Report: Mexico expects a further escalation of US ‘actions’ at the border
El Universal reported on Wednesday that it had access to a “high-level federal government analysis” that predicts an “escalation” of actions from the United States on the 3,145-kilometer long border it shares with Mexico.
“After the increase in United States spy flights in international waters to surveil Mexican drug cartels, the federal government anticipates an escalation of intelligence and military actions from the northern neighbor on the border with Mexico,” El Universal said.

The government analysis, the newspaper said, states that “the intensification of these United States border operations will serve to pressure the Mexican government to accept security concessions.”
El Universal didn’t say what those “security concessions” might be.
Sheinbaum says that the Mexican government is willing to collaborate with the United States on security issues but she is opposed to the use of the U.S. military to combat Mexican cartels on Mexican soil.
“We all want to combat drug cartels, that is clear. So what do we have to do? We have to coordinate efforts and collaborate — them in their territory and us in our territory,” she said last month.
An unsolicited military intervention in Mexico by the United States would no doubt infuriate the Mexican government and place an enormous strain on the bilateral relation. But, as Trump put it, “stranger things have happened.”
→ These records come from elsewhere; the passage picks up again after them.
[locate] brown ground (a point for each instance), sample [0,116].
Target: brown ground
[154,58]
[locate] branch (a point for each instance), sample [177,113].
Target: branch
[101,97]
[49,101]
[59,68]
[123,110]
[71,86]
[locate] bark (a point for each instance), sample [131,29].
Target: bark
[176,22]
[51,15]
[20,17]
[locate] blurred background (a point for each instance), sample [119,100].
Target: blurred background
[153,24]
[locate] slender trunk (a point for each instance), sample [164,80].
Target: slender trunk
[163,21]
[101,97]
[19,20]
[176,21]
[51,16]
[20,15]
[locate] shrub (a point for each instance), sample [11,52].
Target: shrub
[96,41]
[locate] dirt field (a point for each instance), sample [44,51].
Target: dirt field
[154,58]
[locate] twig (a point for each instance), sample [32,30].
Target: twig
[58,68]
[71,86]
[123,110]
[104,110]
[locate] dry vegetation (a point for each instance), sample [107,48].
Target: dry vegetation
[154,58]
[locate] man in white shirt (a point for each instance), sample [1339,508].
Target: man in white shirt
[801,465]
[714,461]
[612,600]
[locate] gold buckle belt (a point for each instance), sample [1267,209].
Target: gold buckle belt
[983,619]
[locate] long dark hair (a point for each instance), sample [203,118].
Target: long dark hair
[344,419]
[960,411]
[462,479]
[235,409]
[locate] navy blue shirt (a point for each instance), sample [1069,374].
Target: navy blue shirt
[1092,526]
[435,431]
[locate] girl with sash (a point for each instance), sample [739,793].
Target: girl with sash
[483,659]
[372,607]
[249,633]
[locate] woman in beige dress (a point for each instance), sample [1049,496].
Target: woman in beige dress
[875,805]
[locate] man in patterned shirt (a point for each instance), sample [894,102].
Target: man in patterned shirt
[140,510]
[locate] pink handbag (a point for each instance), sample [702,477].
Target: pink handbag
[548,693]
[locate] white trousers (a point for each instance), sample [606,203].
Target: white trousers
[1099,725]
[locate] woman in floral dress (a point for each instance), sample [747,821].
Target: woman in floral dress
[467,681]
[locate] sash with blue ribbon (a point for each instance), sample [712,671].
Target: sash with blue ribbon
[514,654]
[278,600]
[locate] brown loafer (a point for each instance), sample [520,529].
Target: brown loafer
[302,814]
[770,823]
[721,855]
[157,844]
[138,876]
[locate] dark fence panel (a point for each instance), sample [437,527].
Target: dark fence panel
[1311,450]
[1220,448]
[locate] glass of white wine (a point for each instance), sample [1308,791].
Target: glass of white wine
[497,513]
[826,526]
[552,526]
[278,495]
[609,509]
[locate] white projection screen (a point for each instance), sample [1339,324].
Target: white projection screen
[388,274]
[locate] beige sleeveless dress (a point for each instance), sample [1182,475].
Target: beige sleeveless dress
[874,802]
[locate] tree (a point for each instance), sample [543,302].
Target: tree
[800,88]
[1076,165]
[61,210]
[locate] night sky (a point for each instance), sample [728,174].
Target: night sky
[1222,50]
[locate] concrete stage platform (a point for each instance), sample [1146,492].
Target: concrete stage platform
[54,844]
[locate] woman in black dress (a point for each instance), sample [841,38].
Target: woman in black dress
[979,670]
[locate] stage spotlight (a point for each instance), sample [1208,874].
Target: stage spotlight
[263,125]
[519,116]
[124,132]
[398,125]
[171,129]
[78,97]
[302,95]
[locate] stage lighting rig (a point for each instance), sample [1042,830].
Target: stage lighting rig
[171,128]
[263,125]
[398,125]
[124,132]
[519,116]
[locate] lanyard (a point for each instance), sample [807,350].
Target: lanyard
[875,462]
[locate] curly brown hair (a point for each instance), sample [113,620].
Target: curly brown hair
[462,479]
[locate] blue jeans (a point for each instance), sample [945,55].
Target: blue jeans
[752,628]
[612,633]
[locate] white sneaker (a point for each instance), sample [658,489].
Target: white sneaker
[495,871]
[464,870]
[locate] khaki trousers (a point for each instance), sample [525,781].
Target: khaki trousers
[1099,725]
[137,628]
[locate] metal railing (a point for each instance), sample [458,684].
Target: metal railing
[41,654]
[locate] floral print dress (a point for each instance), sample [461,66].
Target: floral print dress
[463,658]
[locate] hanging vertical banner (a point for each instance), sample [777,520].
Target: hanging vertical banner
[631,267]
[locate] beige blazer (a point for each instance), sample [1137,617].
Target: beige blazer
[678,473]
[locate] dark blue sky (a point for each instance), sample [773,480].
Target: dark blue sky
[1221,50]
According to national security academic Víctor Hernández, “the United States government is preparing a low-scale military intervention in Mexico, with special forces and drone attacks.”
“Any military operation of this nature requires reconnaissance flights, like those we are seeing,” he told El Universal.
Carlos Pérez Ricart, an academic who specializes in security issues and author of the book “One Hundred Years of Spies and Drugs: The History of US Anti-Narcotics Agents in Mexico,” told the newspaper El País in December that he “would not be surprised to wake up one day to an American missile hitting a methamphetamine laboratory in Badiraguato,” Sinaloa, the home town of imprisoned drug lord Joaquín “El Chapo” Guzmán.
“It could happen [but] there is nothing to suggest that a more aggressive, direct, and invasive policy will lead to a decrease in fentanyl trafficking to the United States,” he said.